Dave & Buster’s on Monday announced that it had received a $100 million lifeline from Jefferies, an investment that sent the company’s shares plunging but nevertheless can help the eatertainment chain weather the coronavirus-generated financial storm.
On Friday, BJ’s Restaurants received $70 million from Ron Shaich’s investment fund Act III Holdings and T. Rowe Price.
Previously, The Cheesecake Factory received a $200 million investment from Roark Capital.
Restaurant companies need cash, and they’re turning to investors to get it.
The investors appear to be willing to take advantage of the favorable terms they’re receiving from the companies to make some bets. And, of course, it's not as if they have a lot of places to put their money right now.
Full-service chains in particular are in need of cash, as dine-in business has plummeted at least 40% over the past six weeks.
It’s, uh, difficult to make a profit when you’re generating 60% or less of your sales, and these companies have scrambled to find funds that can get them through the coronavirus crisis, however long it lasts.
The companies have found some willing bidders in the form of private-equity firms that are looking for investments and are eager for the potential returns that such deals can provide.
According to Bloomberg, for instance, some 20 investment firms were lined up to make the Cheesecake deal before Roark came out on top.

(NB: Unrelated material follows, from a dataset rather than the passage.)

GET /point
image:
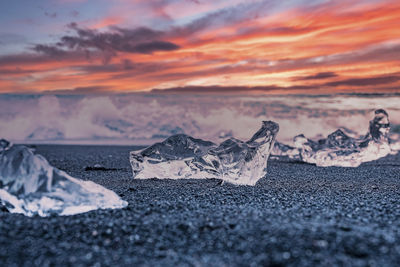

Roark, if you recall, recently closed on a $1.4 billion investment and has plenty of cash to put into deals.
Private investments in public companies can be expensive for the companies taking the cash. Roark, for instance, gets preferred shares and a 9.5% dividend, and can convert its shares to common stock when they hit $22.23 per share. It now has the equivalent of 22.5% of Cheesecake.
While not exactly rare, such fundraising strategies are relatively uncommon. For one thing, private-equity firms such as Roark generally prefer making controlled investments, or, if they’re taking a noncontrolling investment, would prefer those funds go toward growth companies.
For another, these investments are costly for the firms receiving the funds, and they can anger existing investors whose shares get diluted and who don’t get the same kind of treatment. As such, they usually take place only when the company needs the cash and the investor gets a deal they believe will pay off.
It’s far more common, for instance, for the companies to simply raise funds from public investors, like Darden Restaurants did last month when it started a $400 million equity offering, or Shake Shack when it raised $150 million.
Yet distressed companies sometimes turn to private investors to help them through a crisis.
In 2017, Noodles & Co., needing cash as its sales fell and it closed restaurants and had costs associated with a data breach, received an $18.5 million equity injection from former owner L Catterton and then another $31.5 million from Mill Road Capital. Both firms remain big shareholders in the company.
The funds provided Noodles with the cash it needed to stabilize its operations, focus more on takeout and make changes to the menu that make the brand more amenable to carb-conscious consumers.
In this instance, potential interest from private investors in these public companies can drive prices down for the restaurant companies. That potentially makes them more favorable for the companies.
The restaurants can also take solace in the fact that they have interest from private investors at all. At the end of the day, companies aren’t making the deal if they don’t have at least some faith in the brand and its management team.